- Born: 6 March 1916 Sydney, New South Wales, Australia
- Died: 18 February 1976 (aged 59) Melbourne, Victoria, Australia
- Career
- Station(s): 2UE, 2GB, 3AW
- Style: talk

= Ormsby Wilkins =

Australian radio presenter

Ormsby Cecil Wilkins (6 March 1916 - 18 February 1976) was an Australian radio presenter.

He is most notable for being the first person in Australia to take talkback calls when the format was made legal in 1967.

==Career==
Wilkins' career began with the United States Information Service where he worked for a number of years before moving into journalism in 1949. Initially working for The Daily Mirror, he went on to work for The Daily Telegraph and The Argus.

Wilkins made the move to radio in 1963. Throughout his career, Wilkins worked at 2UE and 2GB in Sydney and Melbourne's 3AW.

Various attempts at talkback radio in Australia had occurred, dating back to 2BL's experiment in 1925. Stations 3AK and 2UW had also both tried it in 1963. However, every attempt was quickly abandoned due to strict broadcasting and telecommunications regulations stipulating that the broadcast of telephone conversations on radio was illegal. Just after midnight on 17 April 1967, Wilkins took the first legal talkback calls on Australian radio after the restrictions were lifted.

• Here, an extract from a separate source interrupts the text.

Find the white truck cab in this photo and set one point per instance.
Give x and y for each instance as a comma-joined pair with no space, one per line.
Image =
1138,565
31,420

One of the most notable moments of his radio career came in 1974. During a phone interview with Russell Kelner, the operations manager of the Jewish Defense League, agents from the FBI suddenly stormed into Kelner's office in New York to conduct a raid and placed him under arrest. The commotion of the raid and the arrest of Kelner was clearly audible over the telephone line with Kelner telling Wilkins: "We are in a raid right now by the FBI. I have to hang up. We are all under arrest." The arrest came after death threats were levelled against Palestinian leader Yasser Arafat.

In August 1975, Wilkins used his 2GB program to describe Australian businesswoman Junie Morosi as an "immoral adventuress who has slept with a variety of notable politicians". This prompted Morosi to launch legal action against 2GB and Wilkins. She was awarded $10,000 in damages after it was found Wilkins had deliberately imputed Morosi as an undesirable, immoral and promiscuous woman who had misconducted herself with her employer.

Wilkins enjoyed an amicable relationship with the Jewish community in Australia who held him in high regard. He was regularly invited to speak at various functions.

Wilkins was outspoken on a number of issues. He openly criticised organisations such as the Melbourne Club for their policy not to admit Jews.

He criticised the Federal Government's decision to allow South Africa to send an all-white football team to Australia for the 1971 South Africa rugby union tour of Australia. He described Australia's international image being vulnerable due to the White Australia policy and the poor treatment of Indigenous Australians.

==Death==
Ormsby Wilkins died at the age of 59 on 19 February 1976 of the lung cancer for which he had undergone an operation in November 1975.